Dans une lettre, l’Assurance maladie organise une méthode de contrôle des arrêts de travail des salariés et agents publics soumis à l’obligation vaccinale depuis la loi du 5 août 2021. La Cgt, pour qui cette méthode s’oppose aux valeurs de l’institution, demande son retrait.
Par Bernadette Hilpert, cheffe de file de la délégation Cgt à la Caisse nationale d’assurance maladie. Propos recueillis par Christine Labbe.
À la fin du mois de septembre, nous avons pris connaissance d’une lettre dite « Réseau » adressée à un certain nombre de responsables et d’institutions de l’Assurance maladie : directeurs, chefs de service, médecins-conseils, caisses primaires d’assurance maladie (Cpam)… Cette lettre organise les modalités de contrôle des avis d’arrêts de travail des salariés ou des agents publics soumis à l’obligation vaccinale.
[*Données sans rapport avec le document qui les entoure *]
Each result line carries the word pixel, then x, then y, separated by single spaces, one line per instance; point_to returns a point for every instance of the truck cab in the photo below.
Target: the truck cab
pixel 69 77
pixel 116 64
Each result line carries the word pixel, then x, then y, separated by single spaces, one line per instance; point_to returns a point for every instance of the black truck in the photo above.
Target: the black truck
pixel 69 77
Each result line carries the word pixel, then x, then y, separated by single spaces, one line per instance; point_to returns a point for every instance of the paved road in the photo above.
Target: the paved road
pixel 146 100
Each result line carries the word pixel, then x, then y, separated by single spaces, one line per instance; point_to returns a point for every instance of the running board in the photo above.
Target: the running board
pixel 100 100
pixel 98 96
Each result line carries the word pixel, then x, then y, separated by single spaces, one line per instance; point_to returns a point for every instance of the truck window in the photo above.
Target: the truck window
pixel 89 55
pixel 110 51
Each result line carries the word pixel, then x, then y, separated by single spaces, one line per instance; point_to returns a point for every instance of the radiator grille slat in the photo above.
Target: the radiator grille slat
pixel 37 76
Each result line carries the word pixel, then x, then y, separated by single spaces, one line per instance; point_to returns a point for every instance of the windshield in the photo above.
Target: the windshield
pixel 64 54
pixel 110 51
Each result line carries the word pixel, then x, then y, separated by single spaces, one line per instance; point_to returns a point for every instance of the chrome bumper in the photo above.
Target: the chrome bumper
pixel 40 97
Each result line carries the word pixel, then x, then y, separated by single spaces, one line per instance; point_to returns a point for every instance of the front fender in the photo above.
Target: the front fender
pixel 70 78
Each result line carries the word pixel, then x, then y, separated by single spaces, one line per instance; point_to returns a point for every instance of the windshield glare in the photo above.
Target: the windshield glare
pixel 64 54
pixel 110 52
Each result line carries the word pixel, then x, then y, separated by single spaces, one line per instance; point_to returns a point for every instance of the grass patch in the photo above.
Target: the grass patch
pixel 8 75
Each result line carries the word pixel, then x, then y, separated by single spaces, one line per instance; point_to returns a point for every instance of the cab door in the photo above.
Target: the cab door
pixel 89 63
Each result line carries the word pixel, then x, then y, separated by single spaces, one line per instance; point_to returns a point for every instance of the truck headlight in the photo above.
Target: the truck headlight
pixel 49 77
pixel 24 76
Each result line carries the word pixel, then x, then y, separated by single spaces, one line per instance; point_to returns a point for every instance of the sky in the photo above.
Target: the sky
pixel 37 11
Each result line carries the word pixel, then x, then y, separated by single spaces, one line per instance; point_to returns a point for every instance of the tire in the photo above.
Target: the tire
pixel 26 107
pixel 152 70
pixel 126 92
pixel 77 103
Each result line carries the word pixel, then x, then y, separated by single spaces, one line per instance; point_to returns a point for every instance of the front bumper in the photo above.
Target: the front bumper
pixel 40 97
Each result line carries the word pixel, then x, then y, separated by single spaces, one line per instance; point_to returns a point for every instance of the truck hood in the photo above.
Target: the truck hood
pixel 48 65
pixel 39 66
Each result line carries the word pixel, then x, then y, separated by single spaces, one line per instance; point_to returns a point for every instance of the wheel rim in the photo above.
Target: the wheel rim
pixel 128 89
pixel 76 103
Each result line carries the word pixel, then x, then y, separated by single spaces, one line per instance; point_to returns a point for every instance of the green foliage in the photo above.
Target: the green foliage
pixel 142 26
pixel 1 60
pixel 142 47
Dans une lettre au directeur de l’Assurance maladie, la Cgt a décidé d’alerter sur les conséquences qu’un tel contrôle implique pour les assurés sociaux en levant, d’emblée, toute forme d’ambiguïté : nous nous sommes clairement et sans équivoque prononcés en faveur de la vaccination pour lutter contre la pandémie de Covid-19. Ce n’est pas la question.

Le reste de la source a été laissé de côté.